UC Riverside

Background

Defining blocks forming the global protein structure on the basis of local structural regularity is a very fruitful idea, extensively used in description, and prediction of structure from only sequence information. Over many years the secondary structure elements were used as available building blocks with great success. Specially prepared sets of possible structural motifs can be used to describe similarity between very distant, non-homologous proteins.

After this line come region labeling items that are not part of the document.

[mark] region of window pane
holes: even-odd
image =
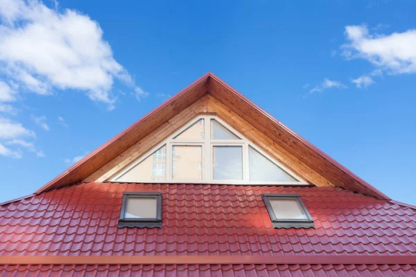
[[[202,146],[173,146],[172,148],[172,179],[202,180]]]
[[[240,139],[228,129],[215,119],[211,120],[211,138],[212,139]]]
[[[165,181],[166,179],[166,146],[164,145],[141,161],[116,181]]]
[[[129,197],[125,205],[125,218],[157,218],[157,198]]]
[[[200,119],[173,139],[204,139],[205,137],[204,120]]]
[[[277,220],[307,220],[297,199],[269,198]]]
[[[214,146],[213,168],[215,180],[242,180],[243,148]]]
[[[248,148],[249,176],[251,181],[296,181],[254,148]]]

The reason for utilizing the structural information in the description of proteins is straightforward. Structural comparison is able to detect approximately twice as many distant relationships as sequence comparison at the same error rate.

Results

Here we provide a new fragment library for Local Structure Segment (LSS) prediction called FRAGlib which is integrated with a previously described segment alignment algorithm SEA. A joined FRAGlib/SEA server provides easy access to both algorithms, allowing a one stop alignment service using a novel approach to protein sequence alignment based on a network matching approach. The FRAGlib used as secondary structure prediction achieves only 73% accuracy in Q3 measure, but when combined with the SEA alignment, it achieves a significant improvement in pairwise sequence alignment quality, as compared to previous SEA implementation and other public alignment algorithms. The FRAGlib algorithm takes approximately 2 min. to search over FRAGlib database for a typical query protein with 500 residues. The SEA service align two typical proteins within circa approximately 5 min. All supplementary materials (detailed results of all the benchmarks, the list of test proteins and the whole fragments library) are available for download on-line at http://ffas.ljcrf.edu/darman/results/.

Conclusions

The joined FRAGlib/SEA server will be a valuable tool both for molecular biologists working on protein sequence analysis and for bioinformaticians developing computational methods of structure prediction and alignment of proteins.